The harness pattern addresses this with a task delegation tool: the orchestrator invokes a sub-agent with a focused instruction and an isolated context window, receives a structured result, and continues. The sub-agent can itself use the full tool suite — including spawning further sub-agents — creating a recursive capability without shared state pollution.

┌─────────────────────────────────────┐
│           Orchestrator Agent        │
│  context: plan + task list          │
│                                     │
│  write_todos → [task A, task B]     │
│  task("Research X") ──────────────┐ │
│  task("Draft report") ────────┐  │ │
└───────────────────────────────│──│─┘
                                │  │
          ┌─────────────────────┘  │
          ▼                        ▼
 ┌─────────────────┐    ┌─────────────────┐
 │  Sub-Agent A    │    │  Sub-Agent B    │
 │  isolated ctx   │    │  isolated ctx   │
 │  read/write/run │    │  read/write/run │
 │  → returns str  │    │  → returns str  │
 └─────────────────┘    └─────────────────┘
          │                        │
          └──────────┬─────────────┘
                     ▼
           Orchestrator resumes
           with summarized results

This architecture keeps each agent’s context window bounded and meaningful. The orchestrator sees summaries; the sub-agents see only what they need to complete their slice.

Context Management as a First-Class Concern

Context bloat is inevitable in long-running agents. The harness should have explicit policies for it, not leave the model to cope ad hoc.

Common strategies a harness can implement automatically:

Auto-summarization: When the message list exceeds a token threshold, compress older turns into a structured summary and prepend it as a synthetic system message.
File offloading: Tool outputs larger than N tokens are written to the filesystem and replaced in the message stream with a file reference and a one-line description.
Rolling windows: Keep only the last K tool call pairs in active context; archive the rest to a retrievable store.

Note

Auto-summarization works best when you preserve structured data (file paths created, todos completed, key facts discovered) rather than compressing prose. Models lose less information when summaries are lists of facts rather than paragraphs.

The harness enforces these policies transparently, so individual tools and prompts do not need to account for context pressure.

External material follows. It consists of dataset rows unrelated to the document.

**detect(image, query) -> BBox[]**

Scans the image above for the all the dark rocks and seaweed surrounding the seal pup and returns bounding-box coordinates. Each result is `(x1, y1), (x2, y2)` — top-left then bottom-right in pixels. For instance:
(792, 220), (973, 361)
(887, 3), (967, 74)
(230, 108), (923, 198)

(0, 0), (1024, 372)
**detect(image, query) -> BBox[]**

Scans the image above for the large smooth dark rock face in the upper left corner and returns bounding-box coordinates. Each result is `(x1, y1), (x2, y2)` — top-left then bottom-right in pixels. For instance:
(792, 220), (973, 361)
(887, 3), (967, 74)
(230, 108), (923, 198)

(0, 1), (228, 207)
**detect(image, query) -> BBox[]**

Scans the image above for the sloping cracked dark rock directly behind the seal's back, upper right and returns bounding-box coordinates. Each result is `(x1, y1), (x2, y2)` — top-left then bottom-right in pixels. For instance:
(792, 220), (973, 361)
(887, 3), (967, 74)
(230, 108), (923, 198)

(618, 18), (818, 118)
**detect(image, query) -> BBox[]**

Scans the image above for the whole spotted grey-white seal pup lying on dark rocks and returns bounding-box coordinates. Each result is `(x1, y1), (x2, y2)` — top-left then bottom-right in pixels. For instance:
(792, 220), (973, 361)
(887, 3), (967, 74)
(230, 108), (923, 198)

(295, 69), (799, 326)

Designing for Extensibility Without Sacrificing Defaults

A harness becomes a liability if it is too rigid. The pattern works best when the default configuration is genuinely useful out of the box, but every layer is independently replaceable.

Practically, this means:

Tools are additive: Users inject custom tools alongside the built-ins; the harness merges them and updates the model’s guidance accordingly.
Prompts are overridable per-layer: The system prompt, the per-tool usage guidance, and the sub-agent instructions are separate strings, not a monolithic template.
The model is a parameter: The harness should not assume a specific provider. Any model capable of tool calling should slot in.
The graph is the output: If the harness compiles to a standard graph format (LangGraph, a state machine, etc.), it integrates with streaming, checkpointing, and observability tooling without special-casing.

The goal is a steep default, shallow cliff: a new engineer gets a working complex agent in minutes, while a senior engineer can replace the planning tool, filesystem backend, or context policy without forking the entire framework.

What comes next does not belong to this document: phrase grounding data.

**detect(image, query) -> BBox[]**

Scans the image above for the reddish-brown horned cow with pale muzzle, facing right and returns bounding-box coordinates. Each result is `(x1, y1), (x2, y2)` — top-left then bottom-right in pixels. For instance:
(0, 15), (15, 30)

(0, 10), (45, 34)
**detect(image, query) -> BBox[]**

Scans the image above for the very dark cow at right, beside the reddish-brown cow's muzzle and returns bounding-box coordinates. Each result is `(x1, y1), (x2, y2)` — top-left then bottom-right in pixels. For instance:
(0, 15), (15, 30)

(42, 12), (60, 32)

# Minimal harness usage — defaults handle planning, files, sub-agents
agent = create_deep_agent()
result = agent.invoke({"messages": [{"role": "user", "content": "Analyze the codebase and write a migration plan"}]})

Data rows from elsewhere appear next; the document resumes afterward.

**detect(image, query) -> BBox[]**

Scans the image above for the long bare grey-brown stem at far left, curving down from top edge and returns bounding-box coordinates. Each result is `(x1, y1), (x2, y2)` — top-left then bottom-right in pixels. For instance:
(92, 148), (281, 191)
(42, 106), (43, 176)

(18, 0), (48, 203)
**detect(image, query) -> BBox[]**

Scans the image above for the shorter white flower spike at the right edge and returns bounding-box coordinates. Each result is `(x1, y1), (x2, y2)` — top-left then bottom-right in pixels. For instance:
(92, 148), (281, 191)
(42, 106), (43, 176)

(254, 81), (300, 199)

# Targeted customization — only override what you need
agent = create_deep_agent(
    model=init_chat_model("anthropic:claude-opus-4-5"),
    tools=[my_db_query_tool, my_deployment_tool],
    system_prompt="You are a platform reliability engineer.",
)

The agent harness pattern is ultimately about separating the generic hard parts of complex agents — planning, persistence, delegation, context control — from the domain-specific logic that makes your agent useful. Getting that separation right is what allows a single infrastructure investment to power many different agent applications.